Litigation would become the order of the day, and a
rapacious class would spring into existence where lawyers
and barristers are now totally unknown. The striking
phenomenon of extreme wealth side by side with extreme
poverty, might be produced in a country where absolute
destitution is at present remarkably rare, and no
one need actually starve; and thus would be developed
a fine field for the practice of that Christian charity
which by demoralisation of the poorer classes so skilfully
defeats its own end. We should rejoice if anything
could make Chinamen less cruel to dumb animals, desist
from carrying ducks, geese, and pigs, hanging by their
legs to a pole, feed their hungry dogs, and spare
their worn-out beasts of burden. But pigeon-shooting
is unknown, and gag-bearing reins have yet to be introduced
into China; neither have we heard of a poor heathen
Chinaman “skinning a sheep alive.” (
Vide
Daily Papers of July 12, 1875.)
Last of all, it must not be forgotten that China has
already four great religions flourishing in her midst.

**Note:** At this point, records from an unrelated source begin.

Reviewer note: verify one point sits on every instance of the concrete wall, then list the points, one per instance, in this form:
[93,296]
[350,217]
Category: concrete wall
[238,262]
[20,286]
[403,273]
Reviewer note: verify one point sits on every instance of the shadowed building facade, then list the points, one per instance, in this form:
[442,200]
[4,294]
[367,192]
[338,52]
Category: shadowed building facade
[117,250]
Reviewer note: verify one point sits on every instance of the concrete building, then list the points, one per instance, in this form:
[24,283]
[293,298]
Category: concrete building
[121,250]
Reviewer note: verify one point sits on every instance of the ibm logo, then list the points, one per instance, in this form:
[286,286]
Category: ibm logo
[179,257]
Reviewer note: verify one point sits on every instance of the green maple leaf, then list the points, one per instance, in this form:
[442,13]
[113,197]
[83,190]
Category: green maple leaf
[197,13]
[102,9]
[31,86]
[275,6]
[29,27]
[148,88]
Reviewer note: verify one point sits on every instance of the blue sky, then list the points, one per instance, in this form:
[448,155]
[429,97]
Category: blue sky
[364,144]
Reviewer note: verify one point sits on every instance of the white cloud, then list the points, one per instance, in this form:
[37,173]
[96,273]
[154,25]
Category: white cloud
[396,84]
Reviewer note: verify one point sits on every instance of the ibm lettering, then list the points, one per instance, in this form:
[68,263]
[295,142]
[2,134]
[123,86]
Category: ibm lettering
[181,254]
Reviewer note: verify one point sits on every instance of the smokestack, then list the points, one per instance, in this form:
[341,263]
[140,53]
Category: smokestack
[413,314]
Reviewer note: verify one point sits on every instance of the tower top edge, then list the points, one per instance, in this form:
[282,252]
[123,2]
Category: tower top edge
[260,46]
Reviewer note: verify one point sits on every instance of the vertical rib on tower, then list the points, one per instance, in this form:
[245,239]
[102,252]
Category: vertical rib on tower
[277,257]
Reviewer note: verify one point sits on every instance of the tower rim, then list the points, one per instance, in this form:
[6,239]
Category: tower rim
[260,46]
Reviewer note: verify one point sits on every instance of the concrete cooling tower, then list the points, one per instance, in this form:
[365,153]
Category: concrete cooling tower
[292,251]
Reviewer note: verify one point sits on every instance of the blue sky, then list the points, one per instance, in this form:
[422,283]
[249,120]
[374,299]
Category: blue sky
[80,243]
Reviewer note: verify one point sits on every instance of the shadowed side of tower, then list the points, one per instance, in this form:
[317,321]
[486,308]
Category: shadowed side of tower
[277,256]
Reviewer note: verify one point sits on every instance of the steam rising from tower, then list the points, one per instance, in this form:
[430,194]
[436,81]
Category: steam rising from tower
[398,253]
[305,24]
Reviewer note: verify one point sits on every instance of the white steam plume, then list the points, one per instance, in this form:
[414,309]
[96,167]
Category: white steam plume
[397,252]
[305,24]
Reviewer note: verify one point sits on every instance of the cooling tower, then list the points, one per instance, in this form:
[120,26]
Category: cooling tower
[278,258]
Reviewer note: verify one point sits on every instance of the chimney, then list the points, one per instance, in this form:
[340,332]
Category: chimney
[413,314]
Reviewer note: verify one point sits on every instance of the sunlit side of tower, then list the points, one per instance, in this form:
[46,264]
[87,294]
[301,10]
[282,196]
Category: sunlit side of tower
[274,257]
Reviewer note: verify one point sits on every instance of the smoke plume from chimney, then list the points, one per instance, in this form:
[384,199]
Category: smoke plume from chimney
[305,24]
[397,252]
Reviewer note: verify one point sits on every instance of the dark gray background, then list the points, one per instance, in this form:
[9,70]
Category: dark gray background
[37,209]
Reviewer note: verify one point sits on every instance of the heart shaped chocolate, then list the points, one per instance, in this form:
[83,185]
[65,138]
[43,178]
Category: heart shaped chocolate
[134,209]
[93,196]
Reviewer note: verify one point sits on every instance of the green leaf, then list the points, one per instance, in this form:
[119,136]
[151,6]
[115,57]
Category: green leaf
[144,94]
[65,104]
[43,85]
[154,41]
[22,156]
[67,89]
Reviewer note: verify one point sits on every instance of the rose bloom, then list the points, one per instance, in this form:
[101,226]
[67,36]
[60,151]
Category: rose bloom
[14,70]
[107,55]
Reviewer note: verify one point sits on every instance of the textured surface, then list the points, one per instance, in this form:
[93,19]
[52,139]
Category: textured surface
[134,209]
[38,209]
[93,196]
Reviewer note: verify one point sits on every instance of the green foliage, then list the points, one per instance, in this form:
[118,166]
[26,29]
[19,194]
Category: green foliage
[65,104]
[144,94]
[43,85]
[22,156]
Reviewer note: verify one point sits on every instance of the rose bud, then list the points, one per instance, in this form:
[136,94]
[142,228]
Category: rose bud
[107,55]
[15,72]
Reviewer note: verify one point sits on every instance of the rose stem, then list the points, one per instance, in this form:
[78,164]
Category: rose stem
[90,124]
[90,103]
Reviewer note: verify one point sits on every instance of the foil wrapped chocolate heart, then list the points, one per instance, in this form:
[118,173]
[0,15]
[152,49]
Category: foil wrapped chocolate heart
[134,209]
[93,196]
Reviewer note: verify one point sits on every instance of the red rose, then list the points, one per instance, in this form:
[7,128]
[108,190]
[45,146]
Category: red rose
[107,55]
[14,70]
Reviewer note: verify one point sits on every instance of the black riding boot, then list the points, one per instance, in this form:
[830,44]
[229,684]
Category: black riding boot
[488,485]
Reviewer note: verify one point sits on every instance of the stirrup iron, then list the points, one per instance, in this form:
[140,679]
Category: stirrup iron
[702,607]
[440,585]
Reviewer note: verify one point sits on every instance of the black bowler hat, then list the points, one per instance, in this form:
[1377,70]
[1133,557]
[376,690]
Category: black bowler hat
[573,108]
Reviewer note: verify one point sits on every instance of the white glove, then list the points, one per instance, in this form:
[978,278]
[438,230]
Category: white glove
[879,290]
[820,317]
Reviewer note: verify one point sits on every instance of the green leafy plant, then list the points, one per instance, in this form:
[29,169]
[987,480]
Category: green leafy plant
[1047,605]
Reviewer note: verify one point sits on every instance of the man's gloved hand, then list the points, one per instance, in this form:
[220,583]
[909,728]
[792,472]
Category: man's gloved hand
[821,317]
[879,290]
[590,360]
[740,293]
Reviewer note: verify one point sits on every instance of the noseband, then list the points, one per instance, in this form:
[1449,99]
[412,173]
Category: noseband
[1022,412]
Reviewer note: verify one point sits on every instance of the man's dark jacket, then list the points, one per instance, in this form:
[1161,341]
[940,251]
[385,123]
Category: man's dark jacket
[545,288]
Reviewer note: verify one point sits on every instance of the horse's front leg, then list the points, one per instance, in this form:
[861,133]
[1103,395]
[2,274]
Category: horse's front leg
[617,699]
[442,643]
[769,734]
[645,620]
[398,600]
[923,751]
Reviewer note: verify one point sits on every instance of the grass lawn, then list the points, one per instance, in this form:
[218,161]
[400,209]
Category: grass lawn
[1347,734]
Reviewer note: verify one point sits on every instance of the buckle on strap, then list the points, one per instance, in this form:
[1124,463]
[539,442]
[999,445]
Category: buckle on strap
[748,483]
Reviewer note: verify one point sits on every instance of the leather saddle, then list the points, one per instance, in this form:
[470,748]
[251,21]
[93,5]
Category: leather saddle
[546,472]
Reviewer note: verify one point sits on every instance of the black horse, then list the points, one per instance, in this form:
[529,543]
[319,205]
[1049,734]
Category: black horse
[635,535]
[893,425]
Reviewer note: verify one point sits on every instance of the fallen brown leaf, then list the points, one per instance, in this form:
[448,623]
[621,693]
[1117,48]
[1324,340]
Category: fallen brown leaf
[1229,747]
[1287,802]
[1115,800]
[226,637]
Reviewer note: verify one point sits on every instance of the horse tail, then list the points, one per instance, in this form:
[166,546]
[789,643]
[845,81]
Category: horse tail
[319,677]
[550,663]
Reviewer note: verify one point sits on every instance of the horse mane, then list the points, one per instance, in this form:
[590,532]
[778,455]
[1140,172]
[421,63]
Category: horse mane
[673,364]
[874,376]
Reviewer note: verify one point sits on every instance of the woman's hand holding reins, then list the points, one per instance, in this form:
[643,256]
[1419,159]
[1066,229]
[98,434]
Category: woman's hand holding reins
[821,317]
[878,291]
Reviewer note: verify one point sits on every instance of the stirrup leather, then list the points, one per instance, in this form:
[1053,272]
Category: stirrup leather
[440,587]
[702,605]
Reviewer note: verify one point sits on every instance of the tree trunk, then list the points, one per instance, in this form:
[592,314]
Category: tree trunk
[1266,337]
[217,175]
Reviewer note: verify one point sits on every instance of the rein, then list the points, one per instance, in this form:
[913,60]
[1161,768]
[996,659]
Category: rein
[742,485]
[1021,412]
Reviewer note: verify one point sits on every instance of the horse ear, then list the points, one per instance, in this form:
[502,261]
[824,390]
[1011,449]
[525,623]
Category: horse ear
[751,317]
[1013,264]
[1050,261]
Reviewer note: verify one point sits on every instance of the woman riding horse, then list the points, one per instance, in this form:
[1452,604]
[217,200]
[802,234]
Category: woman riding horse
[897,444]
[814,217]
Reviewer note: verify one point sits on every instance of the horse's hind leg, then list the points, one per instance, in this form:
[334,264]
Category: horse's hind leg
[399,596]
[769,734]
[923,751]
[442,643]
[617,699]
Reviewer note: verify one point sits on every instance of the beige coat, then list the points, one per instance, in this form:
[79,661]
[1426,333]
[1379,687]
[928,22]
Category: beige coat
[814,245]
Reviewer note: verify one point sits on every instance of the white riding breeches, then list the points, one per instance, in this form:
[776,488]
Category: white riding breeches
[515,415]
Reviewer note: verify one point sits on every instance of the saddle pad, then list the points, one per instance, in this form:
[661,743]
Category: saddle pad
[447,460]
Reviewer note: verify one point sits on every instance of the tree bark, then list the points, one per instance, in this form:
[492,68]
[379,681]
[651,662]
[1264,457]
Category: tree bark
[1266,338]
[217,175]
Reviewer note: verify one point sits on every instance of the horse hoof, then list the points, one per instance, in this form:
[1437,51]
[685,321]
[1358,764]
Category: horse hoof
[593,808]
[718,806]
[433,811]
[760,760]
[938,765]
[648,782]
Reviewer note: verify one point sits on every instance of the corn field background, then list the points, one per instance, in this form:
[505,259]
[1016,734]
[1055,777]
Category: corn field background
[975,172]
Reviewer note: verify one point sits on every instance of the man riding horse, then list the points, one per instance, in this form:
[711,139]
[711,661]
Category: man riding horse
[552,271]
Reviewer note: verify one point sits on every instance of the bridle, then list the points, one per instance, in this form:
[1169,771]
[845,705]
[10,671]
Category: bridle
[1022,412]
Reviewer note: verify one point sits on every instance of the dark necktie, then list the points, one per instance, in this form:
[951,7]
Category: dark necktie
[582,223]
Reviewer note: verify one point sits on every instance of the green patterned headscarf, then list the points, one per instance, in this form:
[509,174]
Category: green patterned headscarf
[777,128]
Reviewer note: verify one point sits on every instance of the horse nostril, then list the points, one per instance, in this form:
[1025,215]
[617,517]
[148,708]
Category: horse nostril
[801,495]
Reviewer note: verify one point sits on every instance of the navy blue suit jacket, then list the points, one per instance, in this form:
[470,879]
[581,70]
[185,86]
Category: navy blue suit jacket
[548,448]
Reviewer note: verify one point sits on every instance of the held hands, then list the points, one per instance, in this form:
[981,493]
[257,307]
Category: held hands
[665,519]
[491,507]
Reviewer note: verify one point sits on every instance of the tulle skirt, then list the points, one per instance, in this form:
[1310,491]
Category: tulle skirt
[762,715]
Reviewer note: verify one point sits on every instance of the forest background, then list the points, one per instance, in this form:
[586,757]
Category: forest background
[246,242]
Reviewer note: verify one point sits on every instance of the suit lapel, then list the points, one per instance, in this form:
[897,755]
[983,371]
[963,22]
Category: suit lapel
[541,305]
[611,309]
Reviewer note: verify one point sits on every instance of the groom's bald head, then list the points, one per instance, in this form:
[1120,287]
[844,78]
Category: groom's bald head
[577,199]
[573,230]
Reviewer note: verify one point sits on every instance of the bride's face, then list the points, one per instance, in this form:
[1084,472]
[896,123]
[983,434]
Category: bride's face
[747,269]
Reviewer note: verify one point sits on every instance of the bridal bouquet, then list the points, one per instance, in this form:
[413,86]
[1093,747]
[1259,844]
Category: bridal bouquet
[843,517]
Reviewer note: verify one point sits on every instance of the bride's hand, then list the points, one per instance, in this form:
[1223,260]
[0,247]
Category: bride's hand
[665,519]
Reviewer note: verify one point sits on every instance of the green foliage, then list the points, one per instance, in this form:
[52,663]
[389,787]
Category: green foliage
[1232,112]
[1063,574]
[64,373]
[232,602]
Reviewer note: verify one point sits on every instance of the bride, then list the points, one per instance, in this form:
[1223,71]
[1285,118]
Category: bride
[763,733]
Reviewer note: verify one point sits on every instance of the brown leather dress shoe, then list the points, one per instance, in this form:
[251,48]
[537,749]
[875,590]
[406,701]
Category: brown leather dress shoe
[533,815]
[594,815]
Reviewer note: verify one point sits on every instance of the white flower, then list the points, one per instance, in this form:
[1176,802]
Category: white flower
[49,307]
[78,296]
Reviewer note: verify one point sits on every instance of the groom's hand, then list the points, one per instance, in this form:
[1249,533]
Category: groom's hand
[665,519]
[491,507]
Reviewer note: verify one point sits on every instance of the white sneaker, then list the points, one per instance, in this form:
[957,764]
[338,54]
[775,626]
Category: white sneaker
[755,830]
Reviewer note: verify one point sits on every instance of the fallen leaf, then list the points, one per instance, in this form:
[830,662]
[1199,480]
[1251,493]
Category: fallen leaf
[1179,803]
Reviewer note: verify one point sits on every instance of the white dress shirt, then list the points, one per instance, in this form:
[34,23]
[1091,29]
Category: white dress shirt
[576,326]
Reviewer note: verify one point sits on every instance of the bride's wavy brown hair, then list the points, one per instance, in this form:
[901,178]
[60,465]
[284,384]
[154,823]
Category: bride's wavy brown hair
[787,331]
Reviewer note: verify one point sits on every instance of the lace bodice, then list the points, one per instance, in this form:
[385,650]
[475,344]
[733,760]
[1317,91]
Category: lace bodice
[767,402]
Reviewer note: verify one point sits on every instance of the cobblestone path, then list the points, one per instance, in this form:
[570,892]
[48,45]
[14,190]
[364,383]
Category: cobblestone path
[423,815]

There is Confucianism, which, strictly speaking,
is not a religion, but a system of self-culture with
a view to the proper government of (1) one’s
own family and of (2) the State. It teaches man
to be good, and to love virtue for its own sake, with
no fear of punishment for failure, no hope of reward
for success. Is it below Christianity in this?
Buddhism, Taoism, and Mahomedanism,
share the patronage of the illiterate, and serve to
satisfy the natural craving in uneducated man for
something supernatural in which to believe and on which
to rely. The literati are sheer materialists:
they laugh at the absurdities of Buddhism, though
they sometimes condescend to practise its rites.
They strongly object to the introduction of a new religion,
and successfully oppose it by every means in their
power. They urge, and with justice, that Confucius
has laid down an admirable rule of life in harmony
with their own customs, and that the conduct of those
who approximate to this standard would compare not
unfavourably with the practice, as distinguished from
the profession, of any religion in the world.